La Brúixola

La Brúixola

Si buscas un plan chido en Carcaixent, La Brúixola es el sitio ideal. Ubicado en El Passeig, 37, este restaurante es perfecto para desconectar del día a día y disfrutar de una cerveza bien fría, un café con aroma a casa o unas tapas que compartes entre risas. Con platos que van desde lo tradicional hasta lo innovador, aquí hay algo para todos los gustos. Además, su terraza está en una zona con sombra perfecta para relajarte.

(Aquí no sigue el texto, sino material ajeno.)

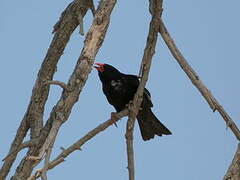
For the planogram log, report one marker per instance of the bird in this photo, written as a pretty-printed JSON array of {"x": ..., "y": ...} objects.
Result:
[{"x": 119, "y": 89}]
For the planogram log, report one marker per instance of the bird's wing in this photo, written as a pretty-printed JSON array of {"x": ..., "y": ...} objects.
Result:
[{"x": 147, "y": 97}]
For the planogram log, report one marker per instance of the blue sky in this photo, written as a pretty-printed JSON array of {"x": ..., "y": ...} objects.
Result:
[{"x": 207, "y": 33}]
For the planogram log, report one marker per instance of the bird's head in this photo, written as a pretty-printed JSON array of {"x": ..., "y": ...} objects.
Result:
[{"x": 107, "y": 72}]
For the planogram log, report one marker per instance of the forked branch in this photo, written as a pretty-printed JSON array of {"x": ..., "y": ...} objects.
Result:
[
  {"x": 155, "y": 7},
  {"x": 194, "y": 77}
]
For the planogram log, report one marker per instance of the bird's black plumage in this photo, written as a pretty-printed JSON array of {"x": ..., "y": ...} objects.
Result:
[{"x": 119, "y": 89}]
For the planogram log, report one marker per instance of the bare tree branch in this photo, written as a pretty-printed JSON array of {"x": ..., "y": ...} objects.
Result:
[
  {"x": 155, "y": 7},
  {"x": 78, "y": 144},
  {"x": 62, "y": 109},
  {"x": 22, "y": 146},
  {"x": 233, "y": 172},
  {"x": 194, "y": 77},
  {"x": 59, "y": 83},
  {"x": 33, "y": 118}
]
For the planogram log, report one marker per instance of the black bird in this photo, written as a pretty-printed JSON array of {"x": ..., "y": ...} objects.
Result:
[{"x": 119, "y": 89}]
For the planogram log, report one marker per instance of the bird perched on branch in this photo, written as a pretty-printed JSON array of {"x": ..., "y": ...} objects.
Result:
[{"x": 120, "y": 89}]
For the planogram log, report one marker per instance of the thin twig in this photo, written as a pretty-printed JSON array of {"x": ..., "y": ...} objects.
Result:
[
  {"x": 77, "y": 145},
  {"x": 194, "y": 77},
  {"x": 22, "y": 146},
  {"x": 155, "y": 10}
]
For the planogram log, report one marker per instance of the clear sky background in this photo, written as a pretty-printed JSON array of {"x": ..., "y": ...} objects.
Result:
[{"x": 207, "y": 33}]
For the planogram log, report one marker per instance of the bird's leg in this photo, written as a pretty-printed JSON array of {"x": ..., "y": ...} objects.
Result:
[
  {"x": 114, "y": 118},
  {"x": 130, "y": 104},
  {"x": 80, "y": 20}
]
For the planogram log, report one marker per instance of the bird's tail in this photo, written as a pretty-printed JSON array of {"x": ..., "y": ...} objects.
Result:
[{"x": 150, "y": 125}]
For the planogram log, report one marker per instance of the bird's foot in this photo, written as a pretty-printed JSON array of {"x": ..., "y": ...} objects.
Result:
[
  {"x": 114, "y": 118},
  {"x": 129, "y": 104}
]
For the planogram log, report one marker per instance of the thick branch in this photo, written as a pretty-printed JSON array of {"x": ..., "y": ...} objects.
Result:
[
  {"x": 155, "y": 7},
  {"x": 193, "y": 76},
  {"x": 233, "y": 172},
  {"x": 34, "y": 115},
  {"x": 62, "y": 109},
  {"x": 77, "y": 145}
]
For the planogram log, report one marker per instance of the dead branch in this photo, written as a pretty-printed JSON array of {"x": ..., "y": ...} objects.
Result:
[
  {"x": 62, "y": 109},
  {"x": 155, "y": 7},
  {"x": 22, "y": 146},
  {"x": 195, "y": 79},
  {"x": 233, "y": 172},
  {"x": 34, "y": 115},
  {"x": 78, "y": 144},
  {"x": 59, "y": 83}
]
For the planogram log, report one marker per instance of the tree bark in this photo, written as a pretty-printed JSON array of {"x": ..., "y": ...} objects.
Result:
[{"x": 233, "y": 172}]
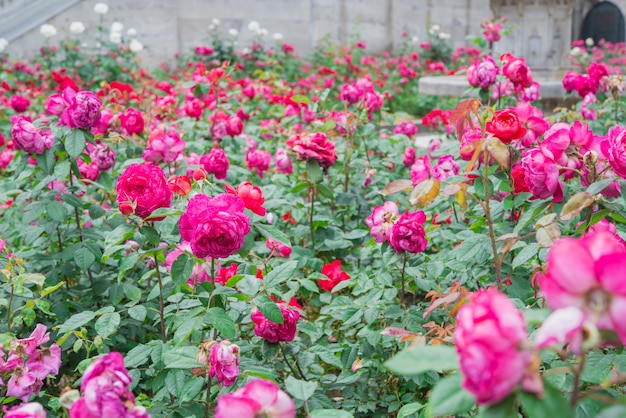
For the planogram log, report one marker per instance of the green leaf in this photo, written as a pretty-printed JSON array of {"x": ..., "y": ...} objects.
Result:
[
  {"x": 181, "y": 358},
  {"x": 107, "y": 324},
  {"x": 416, "y": 360},
  {"x": 76, "y": 321},
  {"x": 409, "y": 409},
  {"x": 137, "y": 356},
  {"x": 449, "y": 398},
  {"x": 56, "y": 211},
  {"x": 330, "y": 413},
  {"x": 553, "y": 404},
  {"x": 182, "y": 268},
  {"x": 138, "y": 312},
  {"x": 269, "y": 309},
  {"x": 300, "y": 389},
  {"x": 280, "y": 274},
  {"x": 75, "y": 142},
  {"x": 269, "y": 231},
  {"x": 84, "y": 258},
  {"x": 221, "y": 321}
]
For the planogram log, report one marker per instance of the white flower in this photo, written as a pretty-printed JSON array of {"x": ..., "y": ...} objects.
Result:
[
  {"x": 254, "y": 26},
  {"x": 77, "y": 27},
  {"x": 48, "y": 31},
  {"x": 117, "y": 27},
  {"x": 115, "y": 37},
  {"x": 135, "y": 45},
  {"x": 101, "y": 8}
]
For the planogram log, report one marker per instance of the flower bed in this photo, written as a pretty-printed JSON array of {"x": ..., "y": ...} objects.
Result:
[{"x": 249, "y": 233}]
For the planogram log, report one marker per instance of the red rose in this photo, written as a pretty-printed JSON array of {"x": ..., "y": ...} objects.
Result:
[{"x": 506, "y": 126}]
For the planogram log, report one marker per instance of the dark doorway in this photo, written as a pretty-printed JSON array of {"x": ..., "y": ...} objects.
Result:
[{"x": 604, "y": 21}]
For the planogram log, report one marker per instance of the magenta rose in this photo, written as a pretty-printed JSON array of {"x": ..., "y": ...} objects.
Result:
[
  {"x": 408, "y": 233},
  {"x": 132, "y": 121},
  {"x": 489, "y": 335},
  {"x": 314, "y": 147},
  {"x": 83, "y": 110},
  {"x": 542, "y": 175},
  {"x": 216, "y": 162},
  {"x": 141, "y": 189},
  {"x": 26, "y": 137},
  {"x": 273, "y": 332},
  {"x": 214, "y": 226}
]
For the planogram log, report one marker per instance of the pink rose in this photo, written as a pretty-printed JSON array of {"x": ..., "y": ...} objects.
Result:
[
  {"x": 314, "y": 147},
  {"x": 141, "y": 189},
  {"x": 408, "y": 233},
  {"x": 381, "y": 220},
  {"x": 542, "y": 175},
  {"x": 224, "y": 362},
  {"x": 489, "y": 336},
  {"x": 132, "y": 121},
  {"x": 216, "y": 162},
  {"x": 273, "y": 332},
  {"x": 257, "y": 398},
  {"x": 26, "y": 137},
  {"x": 83, "y": 109},
  {"x": 587, "y": 273},
  {"x": 214, "y": 226}
]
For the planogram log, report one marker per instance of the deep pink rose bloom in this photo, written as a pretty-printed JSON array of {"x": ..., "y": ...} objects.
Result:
[
  {"x": 407, "y": 128},
  {"x": 408, "y": 233},
  {"x": 273, "y": 332},
  {"x": 381, "y": 220},
  {"x": 615, "y": 150},
  {"x": 408, "y": 159},
  {"x": 314, "y": 147},
  {"x": 542, "y": 175},
  {"x": 216, "y": 162},
  {"x": 588, "y": 273},
  {"x": 26, "y": 410},
  {"x": 257, "y": 398},
  {"x": 214, "y": 226},
  {"x": 26, "y": 137},
  {"x": 278, "y": 248},
  {"x": 141, "y": 189},
  {"x": 102, "y": 156},
  {"x": 488, "y": 337},
  {"x": 420, "y": 170},
  {"x": 224, "y": 361},
  {"x": 163, "y": 147},
  {"x": 19, "y": 103},
  {"x": 258, "y": 160},
  {"x": 446, "y": 167},
  {"x": 83, "y": 109},
  {"x": 283, "y": 161},
  {"x": 132, "y": 121}
]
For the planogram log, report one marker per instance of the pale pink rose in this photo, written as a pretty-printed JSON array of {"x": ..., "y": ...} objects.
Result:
[
  {"x": 257, "y": 398},
  {"x": 587, "y": 273},
  {"x": 489, "y": 335},
  {"x": 381, "y": 220}
]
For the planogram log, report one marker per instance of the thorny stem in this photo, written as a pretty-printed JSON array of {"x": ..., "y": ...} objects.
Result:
[
  {"x": 492, "y": 235},
  {"x": 161, "y": 303}
]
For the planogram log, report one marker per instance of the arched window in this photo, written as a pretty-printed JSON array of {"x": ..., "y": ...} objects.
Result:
[{"x": 604, "y": 21}]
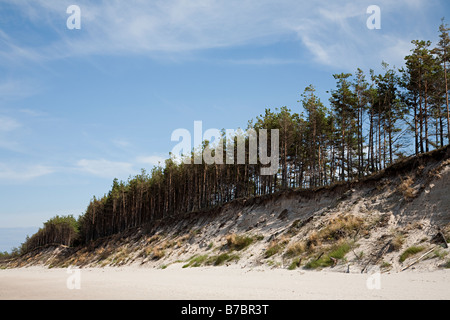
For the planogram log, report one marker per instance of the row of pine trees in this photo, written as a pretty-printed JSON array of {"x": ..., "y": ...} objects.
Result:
[{"x": 372, "y": 121}]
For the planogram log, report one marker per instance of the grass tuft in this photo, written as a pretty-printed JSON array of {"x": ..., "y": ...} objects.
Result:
[{"x": 411, "y": 251}]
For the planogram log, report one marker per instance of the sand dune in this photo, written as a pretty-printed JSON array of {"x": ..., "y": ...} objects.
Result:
[{"x": 218, "y": 283}]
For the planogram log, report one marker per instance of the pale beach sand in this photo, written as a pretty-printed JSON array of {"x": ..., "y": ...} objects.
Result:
[{"x": 223, "y": 283}]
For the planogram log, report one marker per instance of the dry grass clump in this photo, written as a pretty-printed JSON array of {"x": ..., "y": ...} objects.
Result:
[
  {"x": 296, "y": 249},
  {"x": 411, "y": 251},
  {"x": 276, "y": 246},
  {"x": 338, "y": 228},
  {"x": 238, "y": 242},
  {"x": 406, "y": 189}
]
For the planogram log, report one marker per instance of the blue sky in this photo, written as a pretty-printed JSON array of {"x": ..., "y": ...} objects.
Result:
[{"x": 80, "y": 107}]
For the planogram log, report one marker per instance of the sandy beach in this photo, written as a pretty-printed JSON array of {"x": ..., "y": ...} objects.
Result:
[{"x": 224, "y": 283}]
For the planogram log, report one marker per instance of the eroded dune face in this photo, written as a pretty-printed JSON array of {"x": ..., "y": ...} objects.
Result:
[{"x": 387, "y": 221}]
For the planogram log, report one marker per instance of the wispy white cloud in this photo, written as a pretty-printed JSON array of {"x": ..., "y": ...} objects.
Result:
[
  {"x": 331, "y": 32},
  {"x": 151, "y": 160},
  {"x": 15, "y": 173},
  {"x": 105, "y": 168}
]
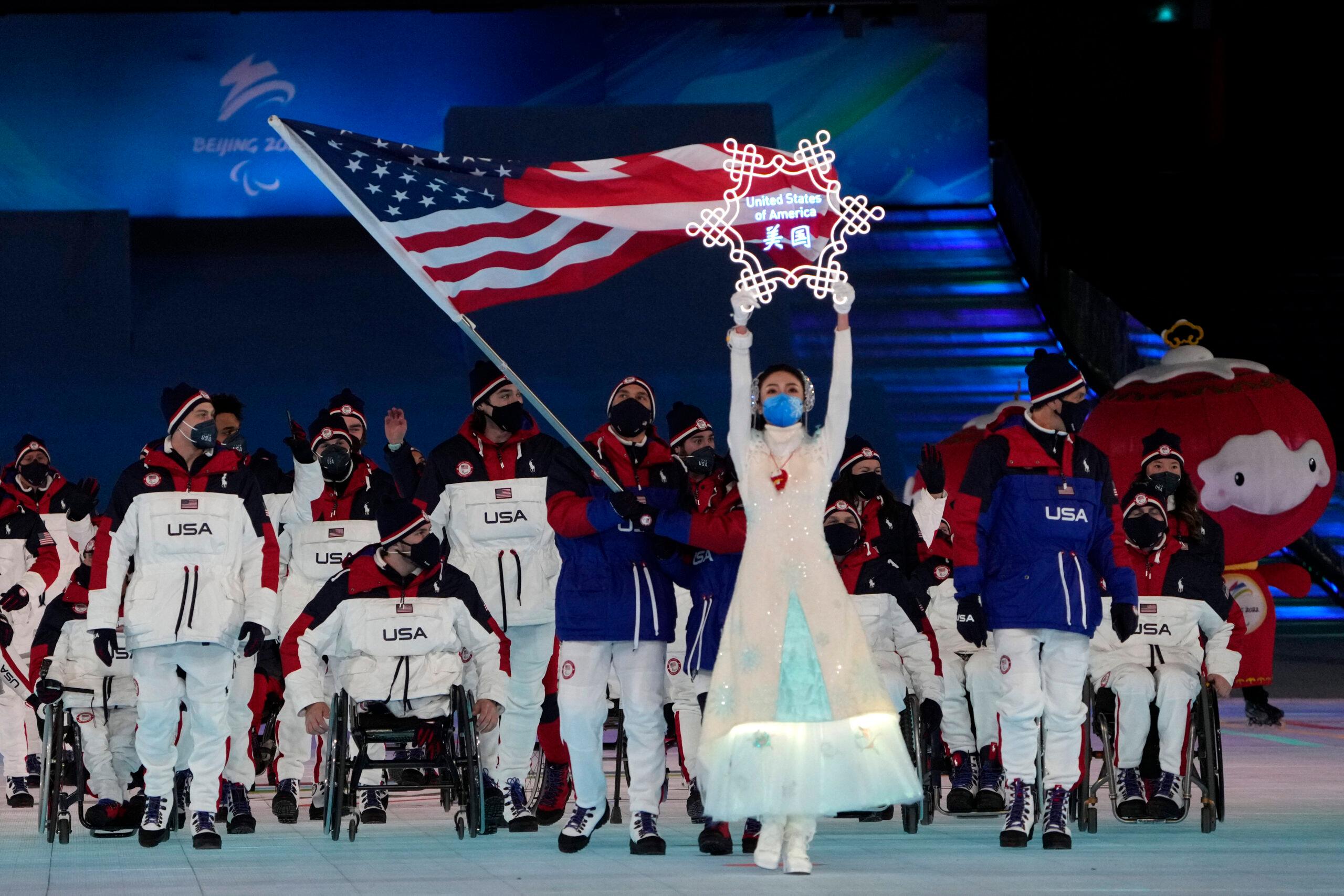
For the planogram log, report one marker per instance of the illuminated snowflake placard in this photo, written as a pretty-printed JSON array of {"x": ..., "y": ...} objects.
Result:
[{"x": 772, "y": 219}]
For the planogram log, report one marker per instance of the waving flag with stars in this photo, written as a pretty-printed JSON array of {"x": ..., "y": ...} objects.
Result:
[{"x": 478, "y": 231}]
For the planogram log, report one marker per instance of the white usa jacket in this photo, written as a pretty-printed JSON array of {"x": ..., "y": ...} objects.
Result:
[
  {"x": 1168, "y": 632},
  {"x": 896, "y": 641},
  {"x": 392, "y": 638},
  {"x": 490, "y": 500},
  {"x": 206, "y": 559}
]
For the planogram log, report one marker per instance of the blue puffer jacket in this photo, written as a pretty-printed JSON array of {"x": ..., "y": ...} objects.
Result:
[
  {"x": 1034, "y": 534},
  {"x": 612, "y": 585}
]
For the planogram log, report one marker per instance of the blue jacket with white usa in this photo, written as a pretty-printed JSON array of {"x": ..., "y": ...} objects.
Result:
[{"x": 1034, "y": 529}]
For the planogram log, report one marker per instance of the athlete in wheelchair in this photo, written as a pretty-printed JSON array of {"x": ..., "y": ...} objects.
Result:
[
  {"x": 902, "y": 647},
  {"x": 398, "y": 629},
  {"x": 1180, "y": 598}
]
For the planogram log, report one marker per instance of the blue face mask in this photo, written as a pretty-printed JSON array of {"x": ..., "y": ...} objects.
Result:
[{"x": 783, "y": 410}]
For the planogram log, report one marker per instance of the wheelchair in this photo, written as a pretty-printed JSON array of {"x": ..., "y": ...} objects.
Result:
[
  {"x": 1203, "y": 761},
  {"x": 59, "y": 734},
  {"x": 459, "y": 765}
]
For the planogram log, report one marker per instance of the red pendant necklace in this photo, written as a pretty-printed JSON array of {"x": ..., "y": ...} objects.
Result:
[{"x": 781, "y": 477}]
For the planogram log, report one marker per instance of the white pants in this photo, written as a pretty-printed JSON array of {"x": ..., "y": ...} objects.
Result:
[
  {"x": 1174, "y": 686},
  {"x": 209, "y": 668},
  {"x": 507, "y": 751},
  {"x": 239, "y": 767},
  {"x": 582, "y": 699},
  {"x": 15, "y": 721},
  {"x": 975, "y": 678},
  {"x": 683, "y": 691},
  {"x": 109, "y": 750},
  {"x": 1042, "y": 672}
]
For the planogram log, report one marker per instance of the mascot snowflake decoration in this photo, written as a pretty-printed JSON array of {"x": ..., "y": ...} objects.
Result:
[{"x": 812, "y": 183}]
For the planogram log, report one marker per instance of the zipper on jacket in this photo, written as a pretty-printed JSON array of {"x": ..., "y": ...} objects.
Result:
[
  {"x": 1083, "y": 592},
  {"x": 1064, "y": 583},
  {"x": 195, "y": 583},
  {"x": 503, "y": 599},
  {"x": 519, "y": 565},
  {"x": 182, "y": 608},
  {"x": 635, "y": 573}
]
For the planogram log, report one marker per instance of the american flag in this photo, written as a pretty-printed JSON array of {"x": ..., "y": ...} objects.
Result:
[{"x": 478, "y": 231}]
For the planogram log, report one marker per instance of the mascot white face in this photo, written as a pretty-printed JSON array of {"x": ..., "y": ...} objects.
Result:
[{"x": 1261, "y": 475}]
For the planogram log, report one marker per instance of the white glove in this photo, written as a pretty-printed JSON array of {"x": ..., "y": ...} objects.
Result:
[
  {"x": 742, "y": 307},
  {"x": 843, "y": 299}
]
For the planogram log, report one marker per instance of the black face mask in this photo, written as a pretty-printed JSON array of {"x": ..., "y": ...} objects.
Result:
[
  {"x": 37, "y": 473},
  {"x": 1146, "y": 531},
  {"x": 1164, "y": 483},
  {"x": 202, "y": 436},
  {"x": 511, "y": 417},
  {"x": 701, "y": 461},
  {"x": 842, "y": 539},
  {"x": 629, "y": 418},
  {"x": 425, "y": 553},
  {"x": 337, "y": 464},
  {"x": 1074, "y": 414},
  {"x": 867, "y": 486}
]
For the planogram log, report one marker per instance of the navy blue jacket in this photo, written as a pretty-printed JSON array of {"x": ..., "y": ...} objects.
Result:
[{"x": 1041, "y": 551}]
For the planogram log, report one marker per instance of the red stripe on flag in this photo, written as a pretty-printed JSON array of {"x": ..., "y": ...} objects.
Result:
[
  {"x": 518, "y": 261},
  {"x": 573, "y": 277},
  {"x": 524, "y": 226}
]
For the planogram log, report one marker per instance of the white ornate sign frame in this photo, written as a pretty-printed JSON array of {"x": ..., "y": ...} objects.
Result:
[{"x": 745, "y": 163}]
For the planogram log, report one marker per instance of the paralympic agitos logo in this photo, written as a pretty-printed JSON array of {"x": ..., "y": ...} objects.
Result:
[{"x": 252, "y": 83}]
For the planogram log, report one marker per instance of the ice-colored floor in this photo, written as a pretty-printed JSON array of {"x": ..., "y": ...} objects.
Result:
[{"x": 1284, "y": 835}]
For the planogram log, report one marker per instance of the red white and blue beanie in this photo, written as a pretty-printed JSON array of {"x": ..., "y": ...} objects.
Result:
[
  {"x": 30, "y": 442},
  {"x": 397, "y": 519},
  {"x": 635, "y": 381},
  {"x": 858, "y": 449},
  {"x": 686, "y": 421},
  {"x": 179, "y": 400},
  {"x": 328, "y": 426},
  {"x": 347, "y": 405},
  {"x": 1050, "y": 376},
  {"x": 1162, "y": 445}
]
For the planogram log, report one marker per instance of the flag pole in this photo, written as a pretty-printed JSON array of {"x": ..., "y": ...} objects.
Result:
[{"x": 315, "y": 164}]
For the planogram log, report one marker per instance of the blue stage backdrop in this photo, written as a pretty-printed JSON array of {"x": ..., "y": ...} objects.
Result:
[{"x": 166, "y": 114}]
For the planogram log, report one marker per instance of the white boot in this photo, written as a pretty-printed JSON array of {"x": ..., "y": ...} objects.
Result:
[
  {"x": 769, "y": 844},
  {"x": 797, "y": 837}
]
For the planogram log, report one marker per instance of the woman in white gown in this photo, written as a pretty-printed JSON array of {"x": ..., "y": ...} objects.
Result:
[{"x": 797, "y": 722}]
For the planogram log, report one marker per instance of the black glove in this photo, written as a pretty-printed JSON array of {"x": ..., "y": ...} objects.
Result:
[
  {"x": 47, "y": 691},
  {"x": 81, "y": 500},
  {"x": 105, "y": 644},
  {"x": 15, "y": 598},
  {"x": 930, "y": 714},
  {"x": 971, "y": 620},
  {"x": 255, "y": 635},
  {"x": 1124, "y": 617},
  {"x": 627, "y": 504},
  {"x": 932, "y": 471}
]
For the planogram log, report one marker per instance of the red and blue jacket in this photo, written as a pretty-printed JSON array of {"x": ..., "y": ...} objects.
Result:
[
  {"x": 1033, "y": 529},
  {"x": 716, "y": 531},
  {"x": 612, "y": 585}
]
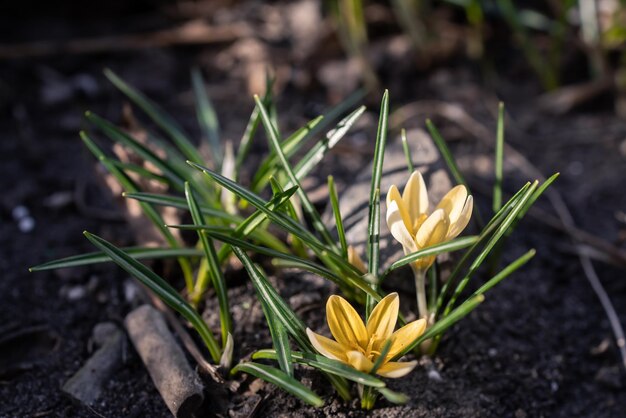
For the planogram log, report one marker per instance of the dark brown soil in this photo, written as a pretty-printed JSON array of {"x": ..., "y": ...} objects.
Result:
[{"x": 540, "y": 345}]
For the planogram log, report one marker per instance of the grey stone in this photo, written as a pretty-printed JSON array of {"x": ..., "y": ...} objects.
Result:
[
  {"x": 353, "y": 202},
  {"x": 87, "y": 384},
  {"x": 178, "y": 384}
]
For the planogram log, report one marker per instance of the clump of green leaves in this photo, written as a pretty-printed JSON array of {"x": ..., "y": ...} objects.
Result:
[{"x": 233, "y": 220}]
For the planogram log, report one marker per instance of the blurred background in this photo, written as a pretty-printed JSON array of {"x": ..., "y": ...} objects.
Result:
[{"x": 558, "y": 65}]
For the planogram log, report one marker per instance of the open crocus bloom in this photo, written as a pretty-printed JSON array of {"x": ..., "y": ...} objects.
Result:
[
  {"x": 410, "y": 223},
  {"x": 360, "y": 345}
]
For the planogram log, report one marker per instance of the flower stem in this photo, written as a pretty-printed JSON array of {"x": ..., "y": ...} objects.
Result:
[
  {"x": 368, "y": 397},
  {"x": 420, "y": 289}
]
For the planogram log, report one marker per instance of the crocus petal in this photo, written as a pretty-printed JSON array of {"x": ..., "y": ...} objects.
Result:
[
  {"x": 393, "y": 195},
  {"x": 395, "y": 369},
  {"x": 405, "y": 336},
  {"x": 355, "y": 260},
  {"x": 357, "y": 360},
  {"x": 345, "y": 323},
  {"x": 398, "y": 228},
  {"x": 457, "y": 227},
  {"x": 327, "y": 347},
  {"x": 433, "y": 230},
  {"x": 453, "y": 202},
  {"x": 383, "y": 318},
  {"x": 415, "y": 196}
]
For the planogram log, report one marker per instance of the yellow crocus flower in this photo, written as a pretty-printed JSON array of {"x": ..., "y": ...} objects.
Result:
[
  {"x": 409, "y": 222},
  {"x": 360, "y": 345}
]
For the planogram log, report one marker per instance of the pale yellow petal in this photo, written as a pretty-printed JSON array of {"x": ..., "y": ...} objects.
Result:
[
  {"x": 393, "y": 195},
  {"x": 383, "y": 318},
  {"x": 396, "y": 369},
  {"x": 357, "y": 360},
  {"x": 415, "y": 196},
  {"x": 355, "y": 260},
  {"x": 327, "y": 347},
  {"x": 398, "y": 228},
  {"x": 345, "y": 323},
  {"x": 453, "y": 202},
  {"x": 433, "y": 230},
  {"x": 405, "y": 336},
  {"x": 457, "y": 227}
]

Con una puntuación de 4.1 sobre 5, se nota que la gente lo adora. ¡No te lo pierdas!

La Brúixola

Restaurante
Valoración media: 4,1
Opiniones: 694 Reseñas
Dirección: El Passeig, 37, 46740 Carcaixent, Valencia
Teléfono: 962 43 23 84

Horarios La Brúixola

DíaHora
lunesCerrado
martesCerrado
miércoles9:00–13:00, 19:00–24:00
juevesCerrado
viernesCerrado
sábadoCerrado
domingoCerrado

El horario podría cambiar.

Mapa Ubicación La Brúixola

Dónde se encuentra el restaurante La Brúixola

Oye, mira, te tengo que hablar de La Brúixola en El Passeig, 37, 46740 Carcaixent, Valencia. Déjame decirte que mi experiencia fue un desastre total. Me siento, pido una cerveza y me hablan en valenciano. Oye, no tengo problema, pero cuando te pido la carta y vuelven a hablarme en el mismo idioma, ya empieza a incomodar. Y así fue toda la cena: un cero en servicio. ¿Y la comida? No me atrevería ni a nombrarla. Para que te hagas una idea, soy madrileño, viajo un montón por trabajo y jamás me he sentido tan fuera de lugar. La cuenta era una broma, pero me la llevé sin más. No puedo creer que no me echaran con un ambiente tan hostil.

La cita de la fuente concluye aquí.